Je ne pouvais faire que capter leur conversation si proche de mes oreilles. Bon gré, mal gré, j’étais le témoin d’une scène où je voyais une sorte d’araignée emballer dans sa toile un pauvre insecte qui ne se débat même plus.

Elle buvait littéralement ses paroles. De temps à autre, sans doute pour lui donner le temps de «respirer», il se plongeait dans une prière, seules ses lèvres remuaient en cadence. Il marmonnait ce qu’on peut supposer être du Coran. Et de nouveau il se replongeait dans un discours au ton apocalyptique en tentant adroitement de lui faire dire son adresse, ses habitudes. Il lui promettait aide et assistance dans sa vie de jeune migrante. Il alternait entre l’annonce tragique de ce qui peut arriver à celle qui n’écoute pas Dieu et le conseil solidaire. Elle paraissait être littéralement sous le charme, les yeux humides de larmes contenues. Elle venait d’accéder au ciel.

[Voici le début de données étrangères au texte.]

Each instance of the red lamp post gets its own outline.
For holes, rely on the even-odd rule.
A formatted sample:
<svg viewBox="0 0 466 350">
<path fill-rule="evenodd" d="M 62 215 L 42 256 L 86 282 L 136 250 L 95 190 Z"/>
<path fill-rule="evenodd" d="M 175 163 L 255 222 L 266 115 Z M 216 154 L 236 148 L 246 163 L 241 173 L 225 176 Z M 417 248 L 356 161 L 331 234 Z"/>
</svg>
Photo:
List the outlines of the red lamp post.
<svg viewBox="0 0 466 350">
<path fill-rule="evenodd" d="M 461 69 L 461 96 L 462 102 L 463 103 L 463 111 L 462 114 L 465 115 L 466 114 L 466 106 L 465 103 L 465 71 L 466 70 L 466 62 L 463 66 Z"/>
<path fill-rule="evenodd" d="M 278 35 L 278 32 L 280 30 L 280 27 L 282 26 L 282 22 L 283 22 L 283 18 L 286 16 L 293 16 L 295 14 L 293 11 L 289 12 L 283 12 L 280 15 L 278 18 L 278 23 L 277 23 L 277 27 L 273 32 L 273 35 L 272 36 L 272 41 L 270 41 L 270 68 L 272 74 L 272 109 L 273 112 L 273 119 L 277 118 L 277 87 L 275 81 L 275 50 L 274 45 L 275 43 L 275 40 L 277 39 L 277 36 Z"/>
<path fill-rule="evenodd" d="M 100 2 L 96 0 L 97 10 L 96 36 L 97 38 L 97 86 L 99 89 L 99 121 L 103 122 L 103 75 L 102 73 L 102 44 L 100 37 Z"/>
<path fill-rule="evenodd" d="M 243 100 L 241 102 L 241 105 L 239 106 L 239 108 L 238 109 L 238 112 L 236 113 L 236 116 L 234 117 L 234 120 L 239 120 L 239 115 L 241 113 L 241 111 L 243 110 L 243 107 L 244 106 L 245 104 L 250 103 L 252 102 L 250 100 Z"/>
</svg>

Mon sentiment ? Je me sentais terrorisé par cette capacité de manipuler. Que nous réservera demain ? Et si vous, votre fille, votre petite sœur faisait une telle rencontre dans un avion, un bus, n’importe où.

J’ai raconté autour de moi l’histoire et l’un de mes interlocuteurs m’assure avoir déjà entendu au sein de la population, les moins éduqués, les plus perméables aux «fables» véhiculées par ces nouveaux «moralisateurs», un sentiment d’admiration mêlé à de la crainte d’«imams qui font pleurer». Hypnotisme ? Techniques enseignées ou prises en exemple sur celles pratiquées par des télévangélistes américains.

Ah, l’Amérique, cette Amérique qui nous aime tant qui prépare notre futur. Mais n’est-ce pas d’abord la responsabilité de nos nouveaux gouvernants, le trio de tête, de prémunir contre ce genre de pratique qu’elle soit du fait de musulmans sincères ou de ceux qui en profitent.